Python: lamindb .md

A data framework for biology.

Installation:

pip install lamindb

If you just want to read data from a LaminDB instance, use DB:

import lamindb as ln

db = ln.DB("laminlabs/cellxgene")

To write data, connect to a writable instance:

lamin login
lamin connect account/name

You can create an instance at lamin.ai and invite collaborators. If you prefer to work with a local database (no login required), run:

lamin init --storage ./quickstart-data --modules bionty

LaminDB will then auto-connect upon import and you can then create & save objects like this:

import lamindb as ln
# → connected lamindb: account/instance

ln.Artifact("./my_dataset.parquet", key="datasets/my_dataset.parquet").save()

Lineage

Track inputs, outputs, parameters, and environments of notebooks, scripts, and functions.

track([transform, project, space, branch, ...])

Track a run of a notebook or script.

finish([ignore_non_consecutive])

Finish the run of a notebook or script.

flow([uid, global_run, track_arg_aliases])

Use @flow() to track a function as a workflow.

step([uid])

Use @step() to track a function as a step.

Artifacts

The central Artifact registry holds files, folders & arrays across any number of storage locations.

Artifact()

Datasets & models stored as files, folders, or arrays.

All other registries link to Artifact to provide context for finding, querying, validating, and managing artifacts. Here is an overview of the core data model:

https://lamin-site-assets.s3.amazonaws.com/.lamindb/HMfWLa1rFkxcxQEN0000.svg

Transforms & runs

Data transformations and their executions.

Transform()

Data transformations such as scripts, notebooks, functions, or pipelines.

Run()

Runs of transforms such as the executions of a script.
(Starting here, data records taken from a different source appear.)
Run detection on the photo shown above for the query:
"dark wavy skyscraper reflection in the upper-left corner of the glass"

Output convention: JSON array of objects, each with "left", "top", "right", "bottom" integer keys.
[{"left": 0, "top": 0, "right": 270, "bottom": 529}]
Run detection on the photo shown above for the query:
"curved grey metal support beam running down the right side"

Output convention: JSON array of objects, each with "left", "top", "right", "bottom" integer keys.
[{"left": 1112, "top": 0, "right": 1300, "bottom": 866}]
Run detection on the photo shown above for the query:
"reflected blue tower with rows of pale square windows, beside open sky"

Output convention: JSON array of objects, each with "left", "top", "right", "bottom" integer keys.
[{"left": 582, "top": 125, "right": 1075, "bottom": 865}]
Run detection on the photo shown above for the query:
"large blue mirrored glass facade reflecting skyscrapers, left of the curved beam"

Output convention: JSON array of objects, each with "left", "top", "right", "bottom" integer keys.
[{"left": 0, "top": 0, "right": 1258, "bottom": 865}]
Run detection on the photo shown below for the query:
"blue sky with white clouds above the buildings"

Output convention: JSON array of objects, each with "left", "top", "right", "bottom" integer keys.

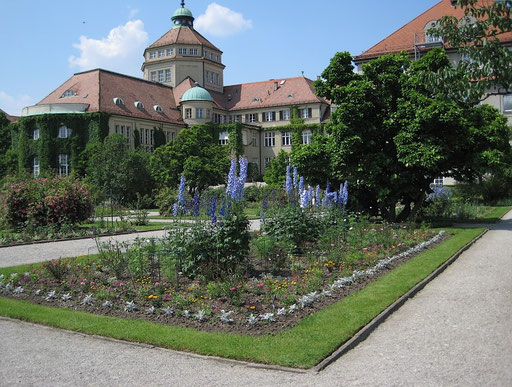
[{"left": 0, "top": 0, "right": 440, "bottom": 115}]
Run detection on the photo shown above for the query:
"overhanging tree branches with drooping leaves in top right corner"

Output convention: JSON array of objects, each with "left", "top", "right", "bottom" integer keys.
[{"left": 429, "top": 0, "right": 512, "bottom": 100}]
Records, labels, features & schemas

Create labels and manage flexible records, e.g., for samples or donors.

Record()

Flexible records with sheets & markdown pages.

ULabel()

Universal labels.

Define features & schemas to validate artifacts & records.

Feature()

Measurable properties such as dataframe columns or record fields.

Schema()

Schemas of datasets such as column sets of dataframes.

Managing operations

Project()

Projects to label artifacts, transforms, records, and runs.

Storage()

Storage locations of artifacts such as local directories or S3 buckets.

User()

Users.

Branch()

Branches for change management with archive and trash states.

Space()

Spaces with managed access for specific users or teams.

Collection()

Versioned collections of artifacts.

Reference()

References such as internal studies, papers, documents, or URLs.

Basic utilities

Connecting, viewing database content, accessing settings & run context.

DB(instance)

Query any registry of any instance.

connect([instance])

Connect the default database.

view(*[, limit, modules, registries, df])

View metadata.

save(records[, ignore_conflicts, batch_size])

Bulk save records.

UPath(*args[, protocol, chain_parser])

Path-like access to files.

settings

Global live settings (Settings).

context

Global run context (Context).

Curators and integrations

curators

Curators.

integrations

Integrations.

Examples, errors & setup

examples

Examples.

errors

Errors.

setup

Setup & configure LaminDB.

Developer API

base

Base library.

core

Core library.

models

Auxiliary models & database library.